Wednesday, January 31, 2007

velveeta = still gross

Kraft is finally going to split off from Altria (aka Phillip Morris USA). According to the NYT, Altria and Wall Street expect this to offer yet another boon to the morally bankrupt individuals and ethically compromised mutual funds that invest in Big Tobacco. The NYT and tobacco PR execs took the opportunity to explain why tobacco, as an investment vehicle, is basically impervious to government regulation, litigation, public opinion, and health concerns. David Adelman of Morgan Stanley noted that "people like to's enjoyable and there's not an alternative product."

Well...that's just because you can't (yet) sell stock in living an extra 10 years. But, with all due respect to Adelman's market savvy, I don't agree that there's not an alternative product, and frozen dinners provide a poor analogy. For one thing, frozen dinners aren't just about food cost, they're about storage convenience, shelf-life, and preparation time. If frozen dinners become too expensive, people will certainly switch to another product, but only if it also possesses those other key characteristics.

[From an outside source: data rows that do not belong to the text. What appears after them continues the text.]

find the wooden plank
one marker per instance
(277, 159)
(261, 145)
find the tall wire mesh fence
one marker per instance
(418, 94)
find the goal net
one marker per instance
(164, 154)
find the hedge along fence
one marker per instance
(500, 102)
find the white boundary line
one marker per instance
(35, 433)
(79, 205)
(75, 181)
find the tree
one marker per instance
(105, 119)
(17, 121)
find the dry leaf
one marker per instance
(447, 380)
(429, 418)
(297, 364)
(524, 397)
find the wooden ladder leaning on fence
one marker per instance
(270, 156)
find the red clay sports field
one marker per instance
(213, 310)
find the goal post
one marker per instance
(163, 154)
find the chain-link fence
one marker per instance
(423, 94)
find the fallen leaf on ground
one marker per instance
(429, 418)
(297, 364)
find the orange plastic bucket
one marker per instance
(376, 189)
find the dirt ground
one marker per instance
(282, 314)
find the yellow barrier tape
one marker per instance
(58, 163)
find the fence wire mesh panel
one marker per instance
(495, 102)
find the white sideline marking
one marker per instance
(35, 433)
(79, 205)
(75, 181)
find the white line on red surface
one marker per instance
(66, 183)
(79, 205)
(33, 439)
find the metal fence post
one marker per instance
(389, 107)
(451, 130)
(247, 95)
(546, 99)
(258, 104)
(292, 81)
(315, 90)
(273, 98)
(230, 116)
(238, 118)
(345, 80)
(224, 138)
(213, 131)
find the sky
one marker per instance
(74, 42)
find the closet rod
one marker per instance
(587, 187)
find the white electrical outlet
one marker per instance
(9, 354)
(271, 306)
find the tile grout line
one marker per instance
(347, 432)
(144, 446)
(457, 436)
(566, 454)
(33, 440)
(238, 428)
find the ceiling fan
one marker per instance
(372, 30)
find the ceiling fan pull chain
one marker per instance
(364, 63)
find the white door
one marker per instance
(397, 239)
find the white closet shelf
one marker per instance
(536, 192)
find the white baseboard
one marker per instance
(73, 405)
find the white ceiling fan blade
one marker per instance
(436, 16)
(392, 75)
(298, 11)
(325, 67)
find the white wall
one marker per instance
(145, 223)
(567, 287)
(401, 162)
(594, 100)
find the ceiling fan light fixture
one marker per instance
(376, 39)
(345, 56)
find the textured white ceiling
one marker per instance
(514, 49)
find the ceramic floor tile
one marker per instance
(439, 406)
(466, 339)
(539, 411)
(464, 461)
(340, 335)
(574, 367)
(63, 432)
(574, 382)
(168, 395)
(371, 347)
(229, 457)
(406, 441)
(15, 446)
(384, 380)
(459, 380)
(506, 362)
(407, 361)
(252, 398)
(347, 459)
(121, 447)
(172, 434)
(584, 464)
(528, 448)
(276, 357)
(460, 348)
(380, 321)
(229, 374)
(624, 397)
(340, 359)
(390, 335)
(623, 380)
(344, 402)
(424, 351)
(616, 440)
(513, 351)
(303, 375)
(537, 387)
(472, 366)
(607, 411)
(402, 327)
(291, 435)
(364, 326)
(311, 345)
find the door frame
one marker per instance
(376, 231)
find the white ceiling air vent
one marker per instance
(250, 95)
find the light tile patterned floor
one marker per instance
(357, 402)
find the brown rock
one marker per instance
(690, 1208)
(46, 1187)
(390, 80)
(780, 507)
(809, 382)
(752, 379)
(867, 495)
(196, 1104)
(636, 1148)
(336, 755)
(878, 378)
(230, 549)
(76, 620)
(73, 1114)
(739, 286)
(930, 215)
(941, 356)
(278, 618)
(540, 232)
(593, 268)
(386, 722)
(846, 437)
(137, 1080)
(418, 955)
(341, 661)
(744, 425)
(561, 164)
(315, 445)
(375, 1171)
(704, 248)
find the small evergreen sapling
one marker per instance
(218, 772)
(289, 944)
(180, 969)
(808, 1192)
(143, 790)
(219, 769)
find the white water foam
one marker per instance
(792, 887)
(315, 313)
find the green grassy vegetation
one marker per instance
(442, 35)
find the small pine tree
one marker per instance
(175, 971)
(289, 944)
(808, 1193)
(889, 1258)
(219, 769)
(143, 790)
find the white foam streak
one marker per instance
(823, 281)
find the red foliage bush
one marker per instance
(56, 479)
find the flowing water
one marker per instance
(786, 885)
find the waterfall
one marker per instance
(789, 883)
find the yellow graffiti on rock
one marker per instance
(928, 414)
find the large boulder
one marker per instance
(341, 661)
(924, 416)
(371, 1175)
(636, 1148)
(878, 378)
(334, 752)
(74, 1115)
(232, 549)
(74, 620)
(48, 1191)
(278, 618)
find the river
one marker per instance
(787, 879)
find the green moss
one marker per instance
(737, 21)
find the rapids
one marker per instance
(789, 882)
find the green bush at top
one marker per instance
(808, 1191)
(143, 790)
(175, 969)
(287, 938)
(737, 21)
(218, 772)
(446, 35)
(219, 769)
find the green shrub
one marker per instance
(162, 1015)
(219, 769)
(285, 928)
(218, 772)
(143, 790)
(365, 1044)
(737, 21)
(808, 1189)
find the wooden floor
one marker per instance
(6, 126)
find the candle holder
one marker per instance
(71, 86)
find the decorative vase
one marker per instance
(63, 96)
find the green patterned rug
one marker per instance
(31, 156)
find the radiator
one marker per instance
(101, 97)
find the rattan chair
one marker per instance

It's the same with cigarettes. There's more too them than nicoteine delivery, obviously. There's a ritual/habitual aspect, and a social cache as well. I don't smoke, so that's just what I observe, but there may be (there likely is) even more there. Saying that there isn't an alternative product seems simplistic to me. To me, the market elasticity of cigarettes (that people will buy them regardless of price hikes) does less to demonstrate their addictive quality than it does to dramatize these intangible aspects. So, two conclusions:

1) I believe the addictive nature of cigarettes, as well as their other characteristics, could well be replicated in an alternative product.

2) The elasticity of cigarettes may be due in part to a hidden cost that hasn't made its way into public consciousness. Forget about the eleven minutes you lose each time you smoke -- getting treatment for heart disease or lung cancer is expensive.

Also a fun fact from the NYT article: I'd never heard of this Vice Fund before, but if you check out their website, it's pretty entertaining. Like they specifically set out to see how much morally reprehensible ideology they could cram into one website. Blech.


Anonymous said...

What's even more interesting is in the Vice Fund prospectus---SEC and US attorney criminal charges. wire fraud. securities fraud. They may not be able to continue running this fund when found guilty

alek said...

It shouldn't surprise us though, right? I mean, we know what their defense will be. "Look, Americans have been breaking the law for years. It's a recession-proof American tradition, because people like to do it. As long as everyone's gonna do it, we're gonna make money off it. Here, check out this quote from Benjamin Franklin..."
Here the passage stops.